(Bull. Soc. géol. Fr., 4e série, t. VII, p. 213, fig. 4.)
Dans tout le Mouidir-Ahnet, l’Éodévonien affleure, à l’exclusion de toute formation postérieure, à une seule exception près : un lambeau méso-dévonien s’est conservé dans la cuvette d’Igliten.
Stratigraphie. — Les relations stratigraphiques de l’Éodévonien et du Silurien s’observent avec une admirable netteté sur tout le pourtour de la cuvette de Tadjemout. Le Dévonien horizontal repose sur la tranche des couches siluriennes ou archéennes.

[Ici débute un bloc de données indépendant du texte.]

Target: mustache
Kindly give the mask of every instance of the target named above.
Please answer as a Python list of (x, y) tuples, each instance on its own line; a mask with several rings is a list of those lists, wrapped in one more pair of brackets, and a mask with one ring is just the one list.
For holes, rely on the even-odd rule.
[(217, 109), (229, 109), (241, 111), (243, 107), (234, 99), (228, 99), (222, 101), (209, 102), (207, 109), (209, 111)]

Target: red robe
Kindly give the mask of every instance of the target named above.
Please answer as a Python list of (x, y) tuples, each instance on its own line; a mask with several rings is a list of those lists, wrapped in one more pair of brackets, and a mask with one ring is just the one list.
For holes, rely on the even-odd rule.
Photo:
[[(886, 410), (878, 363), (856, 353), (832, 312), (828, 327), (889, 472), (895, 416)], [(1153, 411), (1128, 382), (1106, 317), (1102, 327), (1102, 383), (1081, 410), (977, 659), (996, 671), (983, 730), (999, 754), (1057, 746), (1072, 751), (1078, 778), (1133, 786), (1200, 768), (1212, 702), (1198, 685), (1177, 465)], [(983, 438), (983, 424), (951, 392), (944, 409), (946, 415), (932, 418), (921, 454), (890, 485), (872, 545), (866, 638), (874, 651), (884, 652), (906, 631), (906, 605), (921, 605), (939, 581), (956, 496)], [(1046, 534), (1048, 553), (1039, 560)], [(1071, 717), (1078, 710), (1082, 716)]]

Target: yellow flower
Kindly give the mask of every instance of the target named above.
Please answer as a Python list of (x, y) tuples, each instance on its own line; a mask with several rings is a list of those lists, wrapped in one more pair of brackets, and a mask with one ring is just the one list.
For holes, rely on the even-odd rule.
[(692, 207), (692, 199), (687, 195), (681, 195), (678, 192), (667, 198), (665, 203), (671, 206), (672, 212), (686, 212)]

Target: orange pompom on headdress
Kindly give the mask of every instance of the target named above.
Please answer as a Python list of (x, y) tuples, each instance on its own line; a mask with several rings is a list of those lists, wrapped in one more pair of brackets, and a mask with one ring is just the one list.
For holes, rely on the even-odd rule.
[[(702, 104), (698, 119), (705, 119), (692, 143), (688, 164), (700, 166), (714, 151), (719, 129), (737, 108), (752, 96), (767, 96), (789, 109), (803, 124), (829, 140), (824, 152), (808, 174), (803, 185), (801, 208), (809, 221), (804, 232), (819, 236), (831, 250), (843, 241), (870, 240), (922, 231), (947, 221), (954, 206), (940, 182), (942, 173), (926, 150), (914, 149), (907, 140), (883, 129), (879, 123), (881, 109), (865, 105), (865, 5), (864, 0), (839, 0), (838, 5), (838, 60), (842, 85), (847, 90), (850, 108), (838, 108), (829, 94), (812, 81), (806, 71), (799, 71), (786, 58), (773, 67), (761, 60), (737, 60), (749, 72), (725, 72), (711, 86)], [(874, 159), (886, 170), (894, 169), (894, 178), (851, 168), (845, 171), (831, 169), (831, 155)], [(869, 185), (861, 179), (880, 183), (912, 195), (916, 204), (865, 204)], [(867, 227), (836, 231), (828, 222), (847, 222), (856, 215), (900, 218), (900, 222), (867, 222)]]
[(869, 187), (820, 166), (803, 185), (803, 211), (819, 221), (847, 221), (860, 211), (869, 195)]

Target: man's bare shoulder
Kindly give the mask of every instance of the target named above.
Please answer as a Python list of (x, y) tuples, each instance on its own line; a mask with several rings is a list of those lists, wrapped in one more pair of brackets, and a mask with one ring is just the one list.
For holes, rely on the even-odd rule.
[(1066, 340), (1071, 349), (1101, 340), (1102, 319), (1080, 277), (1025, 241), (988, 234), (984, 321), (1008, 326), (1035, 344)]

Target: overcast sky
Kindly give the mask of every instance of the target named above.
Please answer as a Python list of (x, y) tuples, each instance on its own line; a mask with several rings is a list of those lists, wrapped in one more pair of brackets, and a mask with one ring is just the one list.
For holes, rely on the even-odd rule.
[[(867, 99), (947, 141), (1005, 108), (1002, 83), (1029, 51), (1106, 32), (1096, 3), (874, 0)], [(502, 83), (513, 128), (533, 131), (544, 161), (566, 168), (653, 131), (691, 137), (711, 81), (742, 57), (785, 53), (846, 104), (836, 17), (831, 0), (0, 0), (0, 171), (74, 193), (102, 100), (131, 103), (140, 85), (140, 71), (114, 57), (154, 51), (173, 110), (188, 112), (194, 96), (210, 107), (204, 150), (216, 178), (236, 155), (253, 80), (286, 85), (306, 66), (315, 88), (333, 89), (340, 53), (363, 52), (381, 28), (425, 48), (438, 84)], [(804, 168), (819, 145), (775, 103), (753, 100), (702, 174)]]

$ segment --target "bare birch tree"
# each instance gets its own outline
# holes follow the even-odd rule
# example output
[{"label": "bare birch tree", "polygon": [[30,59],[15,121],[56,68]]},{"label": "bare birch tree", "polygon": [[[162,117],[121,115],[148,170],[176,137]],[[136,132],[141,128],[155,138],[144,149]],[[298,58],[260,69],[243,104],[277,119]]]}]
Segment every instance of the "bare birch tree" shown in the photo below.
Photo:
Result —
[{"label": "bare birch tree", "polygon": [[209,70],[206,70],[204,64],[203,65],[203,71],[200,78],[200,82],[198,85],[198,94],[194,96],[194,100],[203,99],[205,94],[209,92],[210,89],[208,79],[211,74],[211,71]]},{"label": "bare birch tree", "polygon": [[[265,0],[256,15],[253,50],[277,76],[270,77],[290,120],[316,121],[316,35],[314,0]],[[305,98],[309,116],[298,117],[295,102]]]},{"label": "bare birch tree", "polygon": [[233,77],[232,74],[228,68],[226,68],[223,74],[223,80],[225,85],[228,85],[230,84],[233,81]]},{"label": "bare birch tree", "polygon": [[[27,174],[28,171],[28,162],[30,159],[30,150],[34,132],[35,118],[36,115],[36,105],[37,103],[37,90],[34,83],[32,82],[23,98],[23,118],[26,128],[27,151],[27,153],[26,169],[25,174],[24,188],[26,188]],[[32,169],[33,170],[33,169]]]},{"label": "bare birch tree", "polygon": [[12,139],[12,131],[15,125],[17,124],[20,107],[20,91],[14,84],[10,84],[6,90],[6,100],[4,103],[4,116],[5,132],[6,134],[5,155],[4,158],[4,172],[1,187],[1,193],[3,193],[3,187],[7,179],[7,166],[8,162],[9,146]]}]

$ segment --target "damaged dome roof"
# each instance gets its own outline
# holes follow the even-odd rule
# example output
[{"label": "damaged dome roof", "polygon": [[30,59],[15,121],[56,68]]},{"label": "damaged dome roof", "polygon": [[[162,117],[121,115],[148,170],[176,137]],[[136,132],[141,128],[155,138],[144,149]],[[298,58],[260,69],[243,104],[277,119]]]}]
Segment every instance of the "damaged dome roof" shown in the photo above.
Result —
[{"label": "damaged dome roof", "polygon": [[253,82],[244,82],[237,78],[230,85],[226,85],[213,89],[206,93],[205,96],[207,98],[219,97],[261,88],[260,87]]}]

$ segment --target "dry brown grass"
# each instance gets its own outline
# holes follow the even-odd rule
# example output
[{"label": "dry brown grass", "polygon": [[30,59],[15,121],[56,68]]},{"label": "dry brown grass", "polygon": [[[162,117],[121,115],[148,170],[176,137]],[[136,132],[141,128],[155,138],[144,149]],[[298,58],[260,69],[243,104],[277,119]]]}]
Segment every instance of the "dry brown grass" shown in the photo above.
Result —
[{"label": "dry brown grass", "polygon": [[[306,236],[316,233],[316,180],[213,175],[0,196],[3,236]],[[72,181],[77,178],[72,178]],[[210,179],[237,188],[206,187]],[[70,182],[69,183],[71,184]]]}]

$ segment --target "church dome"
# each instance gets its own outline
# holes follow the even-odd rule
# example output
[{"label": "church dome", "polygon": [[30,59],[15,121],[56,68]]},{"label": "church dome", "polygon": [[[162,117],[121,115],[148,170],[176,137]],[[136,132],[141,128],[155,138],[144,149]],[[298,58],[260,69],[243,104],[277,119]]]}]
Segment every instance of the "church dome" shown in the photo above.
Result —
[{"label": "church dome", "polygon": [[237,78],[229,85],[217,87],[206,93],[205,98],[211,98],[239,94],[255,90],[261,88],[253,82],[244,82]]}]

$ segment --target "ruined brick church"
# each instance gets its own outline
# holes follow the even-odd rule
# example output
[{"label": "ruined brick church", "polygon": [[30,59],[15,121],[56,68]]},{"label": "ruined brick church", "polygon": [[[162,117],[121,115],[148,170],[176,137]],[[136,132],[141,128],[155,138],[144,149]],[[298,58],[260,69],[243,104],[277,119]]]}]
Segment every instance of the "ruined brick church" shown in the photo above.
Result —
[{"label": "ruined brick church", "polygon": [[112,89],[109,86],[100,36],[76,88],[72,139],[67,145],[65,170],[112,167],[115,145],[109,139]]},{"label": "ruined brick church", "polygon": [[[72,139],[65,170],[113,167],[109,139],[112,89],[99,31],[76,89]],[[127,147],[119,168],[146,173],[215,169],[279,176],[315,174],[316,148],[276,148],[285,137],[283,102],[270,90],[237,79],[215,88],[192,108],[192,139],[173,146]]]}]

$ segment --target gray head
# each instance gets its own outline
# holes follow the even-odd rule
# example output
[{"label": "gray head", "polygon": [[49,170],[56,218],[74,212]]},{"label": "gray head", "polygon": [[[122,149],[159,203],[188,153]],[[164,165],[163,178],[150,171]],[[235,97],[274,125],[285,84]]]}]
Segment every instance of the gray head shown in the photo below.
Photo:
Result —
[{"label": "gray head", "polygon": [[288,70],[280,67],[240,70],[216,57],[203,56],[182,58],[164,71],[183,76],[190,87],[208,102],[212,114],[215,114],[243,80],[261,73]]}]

C’est bien net, en particulier à Tahount Arak (voir pl. XLV, [phot. 83]), ou encore aux environs de Tin Teraldji, voire même à Tadjemout, quoique le sommet de l’arête silurienne qui domine le puits ait été découronné du Dévonien.
L’Éodévonien en plateaux tabulaires délimités par des falaises reposant sur la pénéplaine silurienne, telle est la règle générale le long de la ligne de contact entre les deux formations dévonienne et silurienne.
| E.-F. Gautier. — Sahara Algérien. | Pl. XLVI. |
Clichés Pichon
85. — OUED ADJAM : Porte qui donne accès dans le horst silurien d’Adoukrouz.
Dans l’échancrure, au fond, très floues, les collines siluriennes ; au premier plan, de part et d’autre de l’échancrure, mais bien visibles surtout à droite, les grès éo-dévoniens, basculés le long de la faille.